Antwort von
nach 19 Stunden
hilfreich
Re: Folsäure in der Schwangerschaft
Folsäure gehört zur Gruppe der B-Vitamine und ist zusammen mit dem Vitamin B12 an der Bildung und Reifung von roten Blutkörperchen beteiligt.
Außerdem ist bekannt, daß Folsäure für die gesunde Entwicklung von Rückenmark und Gehirn des ungeborenen Kindes eine wichtige Rolle spielt. Sie kann die Entstehung von sogenannten Neuralrohrdefekten verhindern. Als Neuralrohr wird eine Vorstufe des Zentralnervensystems bezeichnet. Dieses Gebilde verschließt sich etwa in der vierten Schwangerschaftswoche - zu einem Zeitpunkt, an dem die meisten Frauen noch nicht wissen, daß sie ein Baby erwarten. Wächst das Rohr nicht oder nur unvollständig zusammen, drohen Mißbildungen des Nervensystems. Das Baby leidet zum Beispiel an einer sogenannten Melingomyelozele, einer Art Ausbeulung des Rückenmarks, oder an einer Spina bifida (offener Rücken). Mögliche Folgen sind lebenslange Störungen wichtiger Funktionen von Blase, Darm, Muskulatur und Haut.

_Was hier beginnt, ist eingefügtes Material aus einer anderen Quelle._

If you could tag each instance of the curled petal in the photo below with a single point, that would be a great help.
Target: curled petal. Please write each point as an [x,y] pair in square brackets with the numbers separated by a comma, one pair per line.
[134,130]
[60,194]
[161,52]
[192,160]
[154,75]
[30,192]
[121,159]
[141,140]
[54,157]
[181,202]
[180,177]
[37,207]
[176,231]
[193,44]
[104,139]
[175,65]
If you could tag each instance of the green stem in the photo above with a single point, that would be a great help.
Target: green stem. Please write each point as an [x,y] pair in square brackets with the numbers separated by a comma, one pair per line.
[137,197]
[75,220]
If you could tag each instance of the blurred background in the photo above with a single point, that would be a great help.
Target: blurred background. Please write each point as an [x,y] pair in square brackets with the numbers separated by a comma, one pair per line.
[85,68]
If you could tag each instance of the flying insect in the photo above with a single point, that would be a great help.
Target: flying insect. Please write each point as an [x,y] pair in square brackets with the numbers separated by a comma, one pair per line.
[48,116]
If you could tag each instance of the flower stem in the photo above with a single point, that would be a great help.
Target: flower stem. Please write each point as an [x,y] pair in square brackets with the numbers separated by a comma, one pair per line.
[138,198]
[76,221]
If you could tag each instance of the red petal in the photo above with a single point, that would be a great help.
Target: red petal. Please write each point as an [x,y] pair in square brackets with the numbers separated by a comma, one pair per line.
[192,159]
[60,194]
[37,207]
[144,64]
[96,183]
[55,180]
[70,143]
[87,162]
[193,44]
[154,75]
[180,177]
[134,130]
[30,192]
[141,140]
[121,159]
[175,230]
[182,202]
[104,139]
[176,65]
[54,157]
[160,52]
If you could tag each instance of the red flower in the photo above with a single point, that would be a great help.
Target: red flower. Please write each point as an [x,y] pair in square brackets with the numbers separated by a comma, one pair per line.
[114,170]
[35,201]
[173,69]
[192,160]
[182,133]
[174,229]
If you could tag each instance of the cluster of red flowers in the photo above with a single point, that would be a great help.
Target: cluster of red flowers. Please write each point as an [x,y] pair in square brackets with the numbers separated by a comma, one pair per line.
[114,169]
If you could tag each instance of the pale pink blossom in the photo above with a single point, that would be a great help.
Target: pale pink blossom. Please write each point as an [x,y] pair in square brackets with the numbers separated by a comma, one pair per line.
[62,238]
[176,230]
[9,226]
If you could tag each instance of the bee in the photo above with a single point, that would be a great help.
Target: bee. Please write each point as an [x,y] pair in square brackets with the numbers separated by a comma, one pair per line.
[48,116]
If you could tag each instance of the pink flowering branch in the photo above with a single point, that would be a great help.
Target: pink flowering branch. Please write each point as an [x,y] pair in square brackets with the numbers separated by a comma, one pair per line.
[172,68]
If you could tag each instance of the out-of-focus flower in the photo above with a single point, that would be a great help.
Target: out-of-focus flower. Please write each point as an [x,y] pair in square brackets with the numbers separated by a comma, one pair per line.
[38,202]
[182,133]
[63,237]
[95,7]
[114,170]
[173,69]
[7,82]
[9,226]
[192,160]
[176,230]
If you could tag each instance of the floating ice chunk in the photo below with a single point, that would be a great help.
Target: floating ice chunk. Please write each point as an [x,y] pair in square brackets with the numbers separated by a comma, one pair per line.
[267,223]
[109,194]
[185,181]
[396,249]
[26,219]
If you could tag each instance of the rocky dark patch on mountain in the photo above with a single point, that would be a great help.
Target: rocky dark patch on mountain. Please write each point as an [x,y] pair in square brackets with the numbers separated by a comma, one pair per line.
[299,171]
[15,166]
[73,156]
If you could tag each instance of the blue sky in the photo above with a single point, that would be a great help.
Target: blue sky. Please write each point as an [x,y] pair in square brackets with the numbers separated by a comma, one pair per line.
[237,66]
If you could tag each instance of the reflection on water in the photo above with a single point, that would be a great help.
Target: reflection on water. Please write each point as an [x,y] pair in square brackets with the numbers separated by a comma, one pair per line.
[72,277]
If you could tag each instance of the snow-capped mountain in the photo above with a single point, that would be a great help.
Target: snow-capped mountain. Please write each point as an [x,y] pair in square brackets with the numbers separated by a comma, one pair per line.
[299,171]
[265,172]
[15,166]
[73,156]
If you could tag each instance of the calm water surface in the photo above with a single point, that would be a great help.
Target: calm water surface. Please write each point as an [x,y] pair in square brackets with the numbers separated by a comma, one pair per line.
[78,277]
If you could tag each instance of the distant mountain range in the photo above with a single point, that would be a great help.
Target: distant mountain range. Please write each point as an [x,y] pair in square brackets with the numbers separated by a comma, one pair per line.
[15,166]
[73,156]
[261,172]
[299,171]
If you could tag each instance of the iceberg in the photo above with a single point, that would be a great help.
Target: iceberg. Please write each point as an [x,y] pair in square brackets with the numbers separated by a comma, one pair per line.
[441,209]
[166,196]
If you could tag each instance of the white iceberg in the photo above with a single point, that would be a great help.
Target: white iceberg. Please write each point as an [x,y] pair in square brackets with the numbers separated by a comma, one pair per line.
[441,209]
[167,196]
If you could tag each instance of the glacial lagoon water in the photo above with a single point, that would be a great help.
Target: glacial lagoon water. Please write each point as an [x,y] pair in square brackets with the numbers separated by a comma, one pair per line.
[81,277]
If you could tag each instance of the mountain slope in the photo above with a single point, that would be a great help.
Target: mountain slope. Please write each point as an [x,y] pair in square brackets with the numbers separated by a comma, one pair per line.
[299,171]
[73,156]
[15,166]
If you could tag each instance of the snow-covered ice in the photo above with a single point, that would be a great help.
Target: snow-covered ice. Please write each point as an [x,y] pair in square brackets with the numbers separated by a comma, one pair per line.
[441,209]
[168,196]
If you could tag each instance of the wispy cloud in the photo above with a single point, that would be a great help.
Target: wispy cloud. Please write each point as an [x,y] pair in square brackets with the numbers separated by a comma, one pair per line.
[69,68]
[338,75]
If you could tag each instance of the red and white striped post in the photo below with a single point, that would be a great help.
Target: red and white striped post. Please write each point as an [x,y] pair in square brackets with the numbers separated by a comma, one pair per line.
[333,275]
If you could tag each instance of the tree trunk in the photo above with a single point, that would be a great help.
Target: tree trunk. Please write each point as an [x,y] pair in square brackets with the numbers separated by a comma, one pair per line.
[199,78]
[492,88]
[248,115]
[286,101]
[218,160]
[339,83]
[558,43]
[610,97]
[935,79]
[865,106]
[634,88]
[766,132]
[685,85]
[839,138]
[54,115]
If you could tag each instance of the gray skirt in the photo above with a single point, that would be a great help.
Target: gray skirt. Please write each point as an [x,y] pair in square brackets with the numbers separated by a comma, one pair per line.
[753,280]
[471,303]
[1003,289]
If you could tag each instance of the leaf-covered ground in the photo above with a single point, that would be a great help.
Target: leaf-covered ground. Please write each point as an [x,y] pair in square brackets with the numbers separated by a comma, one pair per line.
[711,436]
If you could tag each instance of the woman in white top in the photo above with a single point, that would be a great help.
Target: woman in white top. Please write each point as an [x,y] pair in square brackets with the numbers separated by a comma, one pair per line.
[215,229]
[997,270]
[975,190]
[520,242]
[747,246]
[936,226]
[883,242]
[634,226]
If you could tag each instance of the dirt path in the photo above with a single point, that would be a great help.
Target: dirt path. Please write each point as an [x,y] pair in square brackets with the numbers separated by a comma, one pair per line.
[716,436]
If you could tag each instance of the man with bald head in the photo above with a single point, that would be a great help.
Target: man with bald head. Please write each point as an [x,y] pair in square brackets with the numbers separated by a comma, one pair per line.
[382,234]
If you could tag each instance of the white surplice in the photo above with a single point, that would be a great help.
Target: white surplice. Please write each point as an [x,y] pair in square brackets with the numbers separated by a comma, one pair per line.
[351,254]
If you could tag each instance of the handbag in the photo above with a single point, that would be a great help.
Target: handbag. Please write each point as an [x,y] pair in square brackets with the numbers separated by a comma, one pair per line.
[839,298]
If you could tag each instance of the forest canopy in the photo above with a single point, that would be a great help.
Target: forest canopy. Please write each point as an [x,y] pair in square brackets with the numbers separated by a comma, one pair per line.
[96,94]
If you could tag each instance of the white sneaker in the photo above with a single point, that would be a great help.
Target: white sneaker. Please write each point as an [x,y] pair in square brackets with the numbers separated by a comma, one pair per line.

Zur Zeit wird für Schwangere eine zusätzliche Folsäuregabe von 400 µg (0.4 mg) pro Tag empfohlen.
Allerdings differieren die Meinungen, wie lange die Präparate eingenommen werden sollen. Im Hinblick auf die spina bifida Problematik machen nur die ersten 4-6 Wochen Sinn. Da Folsäure andererseits ein klassisches "Mangelvitamin" ist, gibt es genügend Fachleute, die eine Gabe an zusätzlicher Folsäure über die ganze Schwangerschaft befürworten.
Folsäurepräparate werden, wie alle anderen Vitaminpräparate, von den Krankenkassen m.W. allerdings nicht übernommen.